Paul Howard, product development manager with Yorkshare, an execution-only stockbroker in Bradford, says sales to private clients have "exploded". He added: "Tuesday was our busiest day ever. Sales have doubled in two months and we've had to recruit an extra 40 staff to add to our existing 100. Even after that we're still finding it hard to keep up with demand."

Yorkshare was launched by the Yorkshire Building Society in February 1994 and was bought from the Society last month by the world's second largest execution-only broker, the giant American company TD Waterhouse. This reflects the growing American opinion that its own appetite for share-dealing by individuals is finally catching on in a really big way Over Here.

"Many people are buying Techmark stocks," says Mr Howard, referring to the London Stock Exchange's hi-tech index launched on 4 November. Since then, Techmark has rocketed 38 per cent. He believes the private investor frenzy has been fuelled by TV programmes such as Show Me the Money, a penny share-tipping programme shown daily on Channel Four which has just finished a 13-week run. Teams of three take a notional £100,000 pot and attempt to beat each other by picking penny stocks.

Terry Bond, an experienced private investor who writes a regular column for The Independent (see page 5), is worried by the way the show has been able to send shares soaring in minutes. "As soon as the market makers in the City see what's being tipped, they mark up the price," he says. The programme caught the public's imagination in a way not seen since the building societies started demutualising when millions of new shareholders were created.

Mr Bond repeats ProShare's warning. "People must look at the spreads of these penny stocks before investing. With stockbroker's charges, the spread can wipe out your profit with penny shares very easily."

At Charles Schwab, the giant US brokerage making waves in the UK, customers wanting to buy shares are being put on hold for up to two hours because there are not enough phone lines to handle the avalanche of calls. Schwab is hurriedly recruiting staff at its Birmingham head office to plug the gap. Guy Knight, European marketing director at Schwab, says business has been "just phenomenal".
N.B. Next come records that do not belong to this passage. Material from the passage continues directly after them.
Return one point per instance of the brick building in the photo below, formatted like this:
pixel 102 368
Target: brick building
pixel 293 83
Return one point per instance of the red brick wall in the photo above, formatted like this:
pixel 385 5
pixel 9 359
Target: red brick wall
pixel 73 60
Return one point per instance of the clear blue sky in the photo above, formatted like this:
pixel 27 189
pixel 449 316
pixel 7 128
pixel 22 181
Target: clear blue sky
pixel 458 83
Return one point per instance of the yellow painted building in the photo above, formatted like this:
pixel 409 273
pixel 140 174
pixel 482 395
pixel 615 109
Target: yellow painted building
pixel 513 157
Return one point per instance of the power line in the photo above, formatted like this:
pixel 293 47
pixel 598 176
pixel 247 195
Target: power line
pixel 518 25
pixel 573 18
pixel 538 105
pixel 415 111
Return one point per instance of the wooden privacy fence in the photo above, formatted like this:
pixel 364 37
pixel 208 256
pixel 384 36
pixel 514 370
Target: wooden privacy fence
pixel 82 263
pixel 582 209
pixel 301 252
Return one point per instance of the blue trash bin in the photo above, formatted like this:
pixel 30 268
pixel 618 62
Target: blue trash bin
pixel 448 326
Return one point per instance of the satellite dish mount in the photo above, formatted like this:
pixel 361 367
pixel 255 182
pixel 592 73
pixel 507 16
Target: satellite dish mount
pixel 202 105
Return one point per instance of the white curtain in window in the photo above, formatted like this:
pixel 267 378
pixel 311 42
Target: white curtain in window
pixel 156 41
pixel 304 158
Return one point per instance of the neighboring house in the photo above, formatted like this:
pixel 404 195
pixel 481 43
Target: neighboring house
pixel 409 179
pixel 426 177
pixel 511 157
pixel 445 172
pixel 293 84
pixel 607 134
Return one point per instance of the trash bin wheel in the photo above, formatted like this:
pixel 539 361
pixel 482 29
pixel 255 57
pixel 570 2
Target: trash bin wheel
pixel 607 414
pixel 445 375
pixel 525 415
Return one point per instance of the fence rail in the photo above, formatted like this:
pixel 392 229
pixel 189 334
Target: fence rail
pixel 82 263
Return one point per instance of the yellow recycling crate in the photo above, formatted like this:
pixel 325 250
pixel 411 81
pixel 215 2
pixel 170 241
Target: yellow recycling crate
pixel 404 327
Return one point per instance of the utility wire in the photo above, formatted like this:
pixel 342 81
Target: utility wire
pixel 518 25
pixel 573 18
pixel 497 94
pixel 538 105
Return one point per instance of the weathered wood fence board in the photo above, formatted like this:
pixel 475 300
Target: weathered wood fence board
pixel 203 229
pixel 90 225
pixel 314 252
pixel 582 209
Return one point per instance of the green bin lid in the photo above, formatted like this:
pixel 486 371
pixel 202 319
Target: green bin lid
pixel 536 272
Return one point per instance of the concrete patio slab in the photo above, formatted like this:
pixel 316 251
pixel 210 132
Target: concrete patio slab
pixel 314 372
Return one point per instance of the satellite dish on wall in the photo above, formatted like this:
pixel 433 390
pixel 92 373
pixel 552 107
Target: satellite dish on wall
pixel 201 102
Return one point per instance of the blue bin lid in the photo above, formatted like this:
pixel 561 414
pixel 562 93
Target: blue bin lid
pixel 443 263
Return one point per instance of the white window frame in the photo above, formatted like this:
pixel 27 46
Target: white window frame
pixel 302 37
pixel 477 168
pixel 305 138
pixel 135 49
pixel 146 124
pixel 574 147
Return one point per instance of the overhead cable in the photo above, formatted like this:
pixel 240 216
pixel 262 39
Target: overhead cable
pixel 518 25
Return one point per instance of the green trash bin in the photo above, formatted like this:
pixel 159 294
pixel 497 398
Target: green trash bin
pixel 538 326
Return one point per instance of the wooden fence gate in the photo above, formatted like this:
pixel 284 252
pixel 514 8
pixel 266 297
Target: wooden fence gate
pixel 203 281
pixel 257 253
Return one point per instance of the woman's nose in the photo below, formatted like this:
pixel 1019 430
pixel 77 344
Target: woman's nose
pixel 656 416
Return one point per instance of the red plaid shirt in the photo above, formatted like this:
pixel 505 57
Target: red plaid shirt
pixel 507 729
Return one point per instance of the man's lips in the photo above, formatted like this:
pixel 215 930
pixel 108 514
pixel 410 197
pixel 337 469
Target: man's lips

Schwab publishes a Top Ten "buys" and "sells" each Thursday. This week the most bought share was "365 Corporation", an online sports and lifestyle content provider. Its shares have soared 77 per cent since its stockmarket debut a week ago. The top seller was BT, the copper-wire based dinosaur. But is all this frenzy - and discounting market hype, everybody The Independent spoke to agreed this is a frenzy - creating a bubble? Will share prices get out of hand, to be punctured when enthusiasm and/or cash runs out, perhaps sometime next year?

Brian Tora, chairman of the Investment Strategy Committee at Greig Middleton, a private client stockbroking firm, remembers only too well the last stock market crash 12 years ago. "The savage correction that took place in the second half of October 1987 appears as a small blip in a driving bull market that has continued now for two decades. But there are similarities between the period in the run up to Black Monday and the present which I find just a little disturbing."

And he warned too: "Deep down inside I feel it could all end in tears, but there are plenty of professional managers that are riding this particular bandwagon, because to ignore it could prove even more dangerous.

"There is no doubt we are in the middle of a revolution, the like of which none of us in the City have experienced. But I fear more than a few people will be severely financially damaged when it settles down."

So how long should you ride this particular Tiger? Mr Tora says: "If we sail through Y2K (the millennium bug syndrome) without too much of a blip, then this surge in prices may well continue."

This late surge should give you an opportunity to sell out before the chances of a crash increase, he says. The traditional stockmarket saying, "Sell in May and go away" could prove sound advice again.